That is one of the wonders of the plant kingdom!

It took several trips and quite a few hours of shopping to finally source a few little variegated English holly shrubs in the fall of 2017.  Although these were clearly labeled as Ilex aquifoliumn, as it turns out, they are actually Osmanthus heterophyllus ‘Goshiki’.

I accepted the plants at face value, believing the big name label on the shrubs that identified them as English holly.  It was a very knowledgeable reader of Forest Garden, California Horticulturalist Tony Tomeo, who pointed out the error and set me on the path to a correct identification of the shrubs.

Sometimes known as ‘false holly’, Osmanthus is a beautiful and useful evergreen shrub from Asia.  This particular shrub is called ‘Goshiki’ because the leaf exhibits five different colors during its development:  pink, cream, yellow, orange and white, in addition to green.  It is a beautiful plant in growth, with the new growth showing the most color.

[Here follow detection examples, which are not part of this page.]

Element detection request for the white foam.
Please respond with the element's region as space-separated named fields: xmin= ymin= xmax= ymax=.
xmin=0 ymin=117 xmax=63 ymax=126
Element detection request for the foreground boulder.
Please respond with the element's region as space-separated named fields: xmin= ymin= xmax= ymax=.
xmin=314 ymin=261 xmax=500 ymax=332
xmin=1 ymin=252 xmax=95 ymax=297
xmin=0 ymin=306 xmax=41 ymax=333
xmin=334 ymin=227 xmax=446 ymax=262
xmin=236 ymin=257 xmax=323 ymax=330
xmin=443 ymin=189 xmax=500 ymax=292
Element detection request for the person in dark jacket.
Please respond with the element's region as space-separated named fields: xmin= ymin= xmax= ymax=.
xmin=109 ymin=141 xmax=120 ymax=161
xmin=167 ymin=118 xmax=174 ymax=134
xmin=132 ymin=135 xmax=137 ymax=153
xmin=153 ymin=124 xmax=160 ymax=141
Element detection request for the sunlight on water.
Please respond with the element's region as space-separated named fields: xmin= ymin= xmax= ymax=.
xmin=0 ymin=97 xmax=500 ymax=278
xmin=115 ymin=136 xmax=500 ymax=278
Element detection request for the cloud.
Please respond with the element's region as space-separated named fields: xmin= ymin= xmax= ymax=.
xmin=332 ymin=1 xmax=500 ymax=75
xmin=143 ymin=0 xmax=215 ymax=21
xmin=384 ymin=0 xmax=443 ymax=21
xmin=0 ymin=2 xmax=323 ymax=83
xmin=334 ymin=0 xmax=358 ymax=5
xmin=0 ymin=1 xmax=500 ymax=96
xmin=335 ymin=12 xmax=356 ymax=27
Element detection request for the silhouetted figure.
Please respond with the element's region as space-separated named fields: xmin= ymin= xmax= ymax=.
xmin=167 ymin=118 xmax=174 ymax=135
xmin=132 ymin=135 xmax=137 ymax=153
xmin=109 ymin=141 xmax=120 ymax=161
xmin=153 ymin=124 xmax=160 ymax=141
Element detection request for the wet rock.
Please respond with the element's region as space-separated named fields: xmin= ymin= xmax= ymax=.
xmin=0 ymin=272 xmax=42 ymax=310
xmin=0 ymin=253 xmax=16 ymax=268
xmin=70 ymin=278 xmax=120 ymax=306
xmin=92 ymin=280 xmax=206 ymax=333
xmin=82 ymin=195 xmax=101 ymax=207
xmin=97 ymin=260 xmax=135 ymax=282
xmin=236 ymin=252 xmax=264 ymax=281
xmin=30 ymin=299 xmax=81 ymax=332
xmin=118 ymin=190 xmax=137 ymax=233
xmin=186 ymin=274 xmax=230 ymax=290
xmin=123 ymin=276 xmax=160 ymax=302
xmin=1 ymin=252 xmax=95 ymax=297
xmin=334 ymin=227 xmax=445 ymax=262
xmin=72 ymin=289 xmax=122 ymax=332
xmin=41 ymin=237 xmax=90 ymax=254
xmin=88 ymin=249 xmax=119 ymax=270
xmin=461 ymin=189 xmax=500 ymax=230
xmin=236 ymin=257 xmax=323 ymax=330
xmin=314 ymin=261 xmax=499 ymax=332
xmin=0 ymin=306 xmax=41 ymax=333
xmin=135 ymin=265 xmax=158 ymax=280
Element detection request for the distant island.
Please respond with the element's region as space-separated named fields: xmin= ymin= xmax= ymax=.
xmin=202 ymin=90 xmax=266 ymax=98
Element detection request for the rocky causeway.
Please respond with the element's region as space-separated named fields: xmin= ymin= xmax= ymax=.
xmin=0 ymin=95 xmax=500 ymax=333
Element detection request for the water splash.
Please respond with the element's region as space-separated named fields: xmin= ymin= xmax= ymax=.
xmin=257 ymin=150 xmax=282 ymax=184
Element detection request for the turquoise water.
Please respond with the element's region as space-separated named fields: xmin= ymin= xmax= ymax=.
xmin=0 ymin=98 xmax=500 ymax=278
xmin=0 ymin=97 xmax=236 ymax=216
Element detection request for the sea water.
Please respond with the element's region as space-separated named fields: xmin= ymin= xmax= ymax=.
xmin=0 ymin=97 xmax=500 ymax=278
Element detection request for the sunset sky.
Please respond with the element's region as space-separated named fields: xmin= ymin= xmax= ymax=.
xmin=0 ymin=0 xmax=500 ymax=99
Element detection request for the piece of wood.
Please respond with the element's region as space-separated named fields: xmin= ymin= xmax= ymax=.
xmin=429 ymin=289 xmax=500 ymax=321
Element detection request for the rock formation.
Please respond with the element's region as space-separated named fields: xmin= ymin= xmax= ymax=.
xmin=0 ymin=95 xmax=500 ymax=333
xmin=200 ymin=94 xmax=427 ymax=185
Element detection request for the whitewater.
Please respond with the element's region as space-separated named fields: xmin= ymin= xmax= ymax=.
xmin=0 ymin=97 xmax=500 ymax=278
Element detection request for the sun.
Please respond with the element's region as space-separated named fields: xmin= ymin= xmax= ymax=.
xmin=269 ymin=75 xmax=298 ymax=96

I’ve grown this plant over the past several years and have it elsewhere in the garden.  It goes to show how quickly we will believe and accept how things are labeled, that I didn’t recognize the error in labeling right away.  It took Tony’s nudge for me to compare the two leaves side by side.

Out of the several plants finally located, two survived that very cold winter and finicky spring to live on into 2019.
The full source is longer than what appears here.